At about this time, a “civilized” conservative columnist named William F. Buckley proposed in hundreds of American newspapers that every HIV-positive person be tattooed on the wrist, and again upon one buttock, and then deported to some compound in the far West, so as to spare the rest of us. May I quote? I’ve kept it. “The next logical step would be to require anyone who seeks a marriage license [to have] an AIDS test. But if he has AIDS, should he then be free to marry? Only after the intended spouse is advised that her intended husband has AIDS, and agrees to sterilization.”

. . . I read this column . . . on the very first full day Robert was hospitalized. –I sure did hide that paper from my friend, Bill Buckley.
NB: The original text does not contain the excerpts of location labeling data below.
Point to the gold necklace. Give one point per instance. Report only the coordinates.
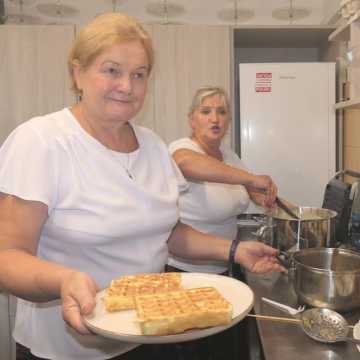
(93, 132)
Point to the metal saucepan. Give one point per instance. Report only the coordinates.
(326, 277)
(316, 228)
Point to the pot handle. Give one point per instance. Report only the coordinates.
(285, 259)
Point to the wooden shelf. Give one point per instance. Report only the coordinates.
(343, 32)
(349, 104)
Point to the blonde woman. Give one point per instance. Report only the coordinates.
(220, 186)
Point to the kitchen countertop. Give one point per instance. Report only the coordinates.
(282, 340)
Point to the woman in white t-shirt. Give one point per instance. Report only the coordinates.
(86, 196)
(220, 187)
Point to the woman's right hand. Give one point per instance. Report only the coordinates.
(266, 187)
(78, 292)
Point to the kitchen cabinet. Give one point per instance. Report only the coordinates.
(34, 81)
(33, 72)
(349, 32)
(186, 58)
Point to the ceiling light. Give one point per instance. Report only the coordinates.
(165, 10)
(57, 9)
(21, 19)
(23, 2)
(291, 13)
(230, 15)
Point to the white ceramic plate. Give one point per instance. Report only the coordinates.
(121, 325)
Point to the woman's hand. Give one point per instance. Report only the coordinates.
(257, 257)
(78, 292)
(263, 191)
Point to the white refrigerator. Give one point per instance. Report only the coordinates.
(287, 125)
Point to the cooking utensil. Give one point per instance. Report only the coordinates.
(322, 325)
(287, 308)
(286, 208)
(316, 228)
(326, 277)
(326, 326)
(275, 318)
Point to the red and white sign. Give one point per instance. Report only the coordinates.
(263, 82)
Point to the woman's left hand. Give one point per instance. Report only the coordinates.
(257, 257)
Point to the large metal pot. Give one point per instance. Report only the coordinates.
(316, 228)
(327, 277)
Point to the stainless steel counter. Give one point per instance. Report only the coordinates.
(282, 341)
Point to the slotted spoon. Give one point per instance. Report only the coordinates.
(326, 326)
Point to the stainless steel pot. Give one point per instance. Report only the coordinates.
(316, 228)
(327, 277)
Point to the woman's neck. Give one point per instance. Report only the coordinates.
(115, 136)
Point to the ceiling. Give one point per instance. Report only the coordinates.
(234, 12)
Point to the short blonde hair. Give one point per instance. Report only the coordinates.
(205, 92)
(101, 33)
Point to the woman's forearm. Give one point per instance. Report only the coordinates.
(200, 167)
(189, 243)
(29, 277)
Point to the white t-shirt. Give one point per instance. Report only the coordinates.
(100, 221)
(210, 207)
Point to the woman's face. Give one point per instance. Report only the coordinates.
(114, 85)
(210, 120)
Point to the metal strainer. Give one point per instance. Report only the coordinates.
(326, 326)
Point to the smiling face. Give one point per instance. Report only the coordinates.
(210, 120)
(114, 85)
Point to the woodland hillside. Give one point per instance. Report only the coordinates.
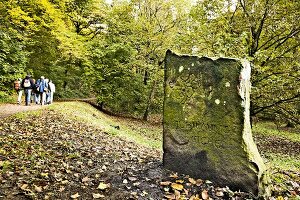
(114, 51)
(81, 153)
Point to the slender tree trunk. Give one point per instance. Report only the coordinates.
(150, 98)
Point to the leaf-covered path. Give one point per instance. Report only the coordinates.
(9, 109)
(49, 154)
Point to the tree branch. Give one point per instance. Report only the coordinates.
(260, 109)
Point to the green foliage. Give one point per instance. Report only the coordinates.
(90, 48)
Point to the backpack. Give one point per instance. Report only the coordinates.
(27, 83)
(17, 85)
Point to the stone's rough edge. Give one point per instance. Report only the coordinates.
(249, 144)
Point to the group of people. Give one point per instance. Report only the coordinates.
(40, 91)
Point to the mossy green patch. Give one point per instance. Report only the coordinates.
(146, 134)
(207, 131)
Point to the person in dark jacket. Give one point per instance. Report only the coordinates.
(42, 88)
(27, 84)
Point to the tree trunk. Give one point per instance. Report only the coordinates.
(150, 98)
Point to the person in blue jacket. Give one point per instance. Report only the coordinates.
(42, 88)
(27, 84)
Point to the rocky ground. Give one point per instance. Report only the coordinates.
(48, 156)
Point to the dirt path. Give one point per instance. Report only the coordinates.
(9, 109)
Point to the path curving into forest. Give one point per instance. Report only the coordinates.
(10, 109)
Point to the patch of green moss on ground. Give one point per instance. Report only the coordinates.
(139, 132)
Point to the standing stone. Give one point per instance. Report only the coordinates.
(207, 132)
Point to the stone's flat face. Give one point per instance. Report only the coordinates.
(206, 121)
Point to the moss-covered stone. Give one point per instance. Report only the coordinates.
(207, 131)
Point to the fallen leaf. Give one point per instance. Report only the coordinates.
(170, 196)
(44, 175)
(204, 194)
(64, 182)
(199, 182)
(103, 186)
(24, 186)
(194, 197)
(97, 196)
(165, 183)
(177, 186)
(75, 196)
(174, 175)
(85, 179)
(179, 181)
(177, 194)
(61, 189)
(192, 181)
(37, 188)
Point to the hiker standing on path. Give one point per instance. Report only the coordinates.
(19, 90)
(51, 93)
(27, 84)
(42, 89)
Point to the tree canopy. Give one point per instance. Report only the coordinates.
(116, 51)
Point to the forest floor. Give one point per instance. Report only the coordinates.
(72, 151)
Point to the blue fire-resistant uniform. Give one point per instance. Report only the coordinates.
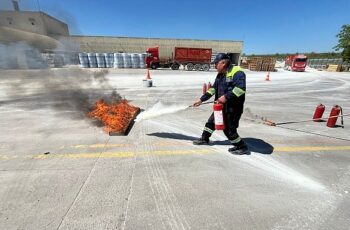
(233, 86)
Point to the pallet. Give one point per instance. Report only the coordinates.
(128, 127)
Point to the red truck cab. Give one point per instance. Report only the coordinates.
(197, 59)
(296, 63)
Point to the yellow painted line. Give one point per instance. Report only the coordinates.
(87, 155)
(165, 152)
(119, 145)
(121, 154)
(98, 146)
(311, 148)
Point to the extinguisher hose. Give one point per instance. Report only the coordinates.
(203, 103)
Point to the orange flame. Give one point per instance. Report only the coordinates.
(115, 117)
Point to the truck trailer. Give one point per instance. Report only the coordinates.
(192, 58)
(295, 63)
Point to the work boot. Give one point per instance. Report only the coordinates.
(239, 150)
(201, 141)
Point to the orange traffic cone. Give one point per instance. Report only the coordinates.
(148, 75)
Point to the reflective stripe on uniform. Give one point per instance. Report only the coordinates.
(211, 91)
(208, 130)
(238, 139)
(238, 91)
(232, 72)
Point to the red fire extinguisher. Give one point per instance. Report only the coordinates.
(218, 117)
(333, 116)
(319, 112)
(209, 85)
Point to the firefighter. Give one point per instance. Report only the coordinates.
(229, 89)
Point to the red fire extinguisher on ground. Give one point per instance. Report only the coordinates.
(333, 116)
(319, 112)
(218, 116)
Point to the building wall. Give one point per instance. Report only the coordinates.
(34, 22)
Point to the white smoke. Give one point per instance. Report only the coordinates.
(159, 109)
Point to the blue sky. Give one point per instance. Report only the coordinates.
(265, 27)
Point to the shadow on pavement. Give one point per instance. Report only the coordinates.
(254, 144)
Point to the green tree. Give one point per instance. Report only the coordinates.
(344, 42)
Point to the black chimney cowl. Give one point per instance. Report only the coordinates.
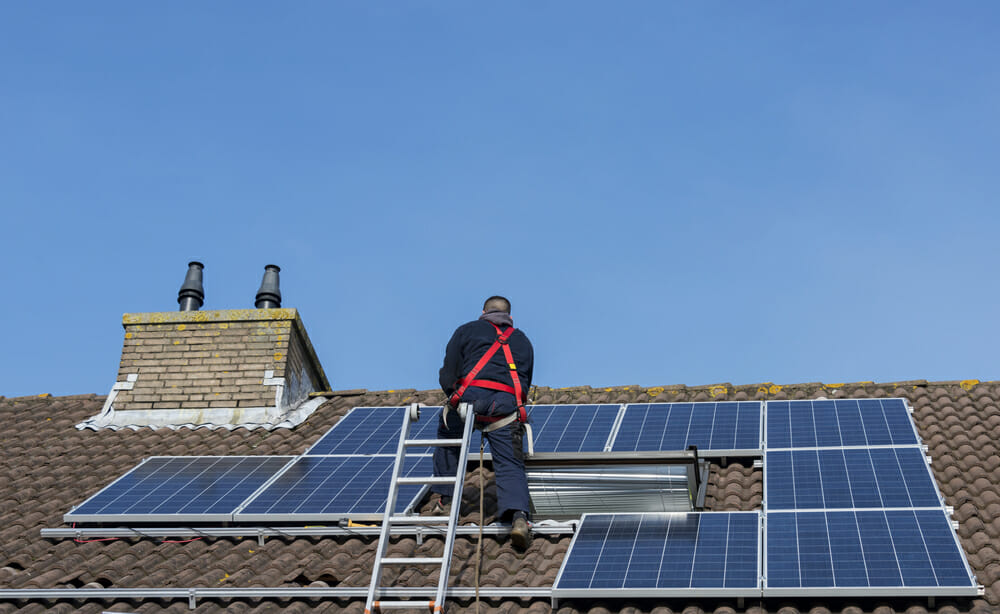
(192, 295)
(269, 296)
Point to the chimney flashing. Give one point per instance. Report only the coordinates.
(256, 366)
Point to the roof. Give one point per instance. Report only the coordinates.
(48, 466)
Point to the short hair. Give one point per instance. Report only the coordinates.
(497, 303)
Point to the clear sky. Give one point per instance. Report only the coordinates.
(669, 193)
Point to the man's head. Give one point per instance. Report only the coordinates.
(496, 303)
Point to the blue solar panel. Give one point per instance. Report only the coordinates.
(848, 478)
(713, 427)
(886, 552)
(555, 428)
(838, 423)
(180, 488)
(317, 488)
(572, 428)
(637, 555)
(374, 430)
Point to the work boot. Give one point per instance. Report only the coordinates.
(520, 535)
(441, 506)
Shame. Shame on you forever.

Plays Well With Others is a virtuoso performance by a writer at the height of his powers. Gurganus plays well in this novel, and brings a whole bag of postmodern story-telling tricks to the table. It is an intertextual novel, that moves across different art forms, including pastiche elements of visual and graphic arts, as well as literary references to many other texts, from works by John Keats to Daniel Defoe to Tony Kushner. Occasionally Gurganus overdoes the playing, but not so much as to distract from the work as a whole. The author took a great personal risk in writing this novel, arguably the first AIDS novel to entertain as well as inform, to have fun even while it chronicles a modern plague. AIDS in this novel isn’t the whole story, it is just the tragic ending of some wild, comic, playful human lives.